There is a good ten-minute walk after Priyo gets off the bus. This tributary of Nawabpatty Street is all open drains and squalid houses, densely clustered together along the lane, with rust stains from leaking drainpipes down their fronts. Plants take tenacious root in the cracks in the façade and the walls, clothes hang on lines or over railings on the verandahs. There is crumbling and broken masonry everywhere, and peeling plaster and paint, and the ubiquitous darkening presence of wrought-iron grilles and railings makes the windows and balconies look like the cages and penning coops of battery-farmed poultry. The sound from a radio left on in one of the houses drifts out into the murkiness outside and seems to contribute to the gloom, as if it has been endowed with the special quality of sucking in light. Although darkness is falling from the air and dim, naked yellow bulbs or white fluorescent tubes have started coming on, one by one, in the houses, Priyonath wonders if the lane is, even in the daytime, ever unenshrouded. It seems to him that this place lost its battle with shadows and darkness long ago and, in the uneasy treaty devised in the aftermath, the dark retreated only insufficiently into corners, waiting impatiently to flow out and take over entirely again.

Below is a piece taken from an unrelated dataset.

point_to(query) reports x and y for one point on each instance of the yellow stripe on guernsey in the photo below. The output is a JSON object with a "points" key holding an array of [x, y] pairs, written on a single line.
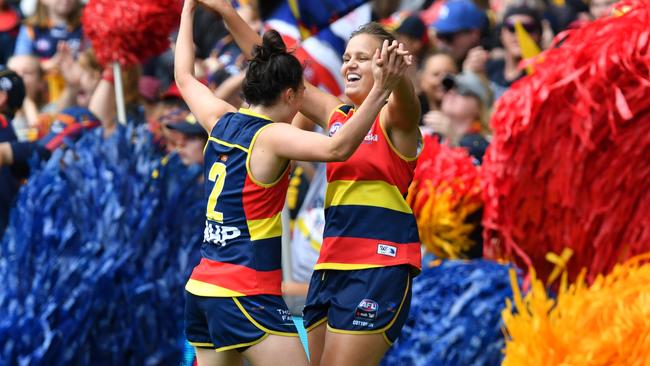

Lately, the straggle of whores outside the slum-dwellings, in dim doorways like open, toothless mouths, and on the lane have begun to leave him alone and let up on the catcalls and lewd addresses. They know where he is headed and, he supposes, his particular predilections, so they almost welcome him as a regular or an old familiar. When he reaches a decrepit two-storey building, an amphibious thing between a brick-and-cement house and a makeshift slum-shack, he hesitates for a second or two before walking in. Someone has scratched the number 12/A with a piece of flint on the right-hand wall of the entrance. Inside, the dimness is exacerbated by the single strip-light burning in the front room and the pitiful attempt at papering over the squalor with framed, cheap reproductions of art, probably torn from magazines, all featuring naked women, in a move to add erotic charge to the place. Priyonath cannot identify any of the paintings, but they are conspicuously Western; of that he is certain. There is one of a nude woman, with her back to the viewer, and a winged boy holding a clouded mirror to her; another baffling, objectionable one of a little boy tweaking an older woman’s nipple while standing almost behind her, the woman’s smiling face turned back so that their mouths just touch. Covered with dust, the pictures hang crooked on the wall, unnoticed pieces of junk that have forgotten the role foisted on them. The place reeks of sewage overlaid with cheap incense and kerosene, and something more elementally biological for which he cannot quite find a name, something that suggests putrefying animal matter.
He walks through the front room into the inner chamber. Nandita had said she was sixteen when he first visited the place more than two years ago. She had looked a lot older, not because of her trade, or the company she kept, or the fact that she had tried to cake her face with cheap snow and powder and colour her dry lips in an attempt to look alluring, but because her eyes had not been those of a sixteen-year-old. The flash and spark, the quickness in an adolescent’s eyes, had settled into a calculating lethargy, a caution that was also a hopeless inertia; they were not out of place in their turbid surroundings. After that first visit, he has tried never to look at her face.
In her room, with its meagre pallet, the grimy plastic curtain on the window and, hanging off a rusty, bent nail in a pockmarked and peeling wall, a Jay Ma Kali Jute Trading Co. (Pvt. Ltd) calendar, with its eponymous image of the fearsome black goddess made to look somehow smiling and benign, despite the garland of human skulls and her bloody red tongue, Nandita is waiting for him. He knows she is expecting him because she has a thin pile of newspapers at the foot of her bed. With a curt, ‘What, ready?’ he starts to take off his clothes. He fishes out a small paper packet from the pocket of his trousers and lies down on the bed in his underwear only. Even after more than a dozen sessions with him, Nandita has lost none of the hesitancy that seizes her at this stage of spreading newspapers in layers on his torso.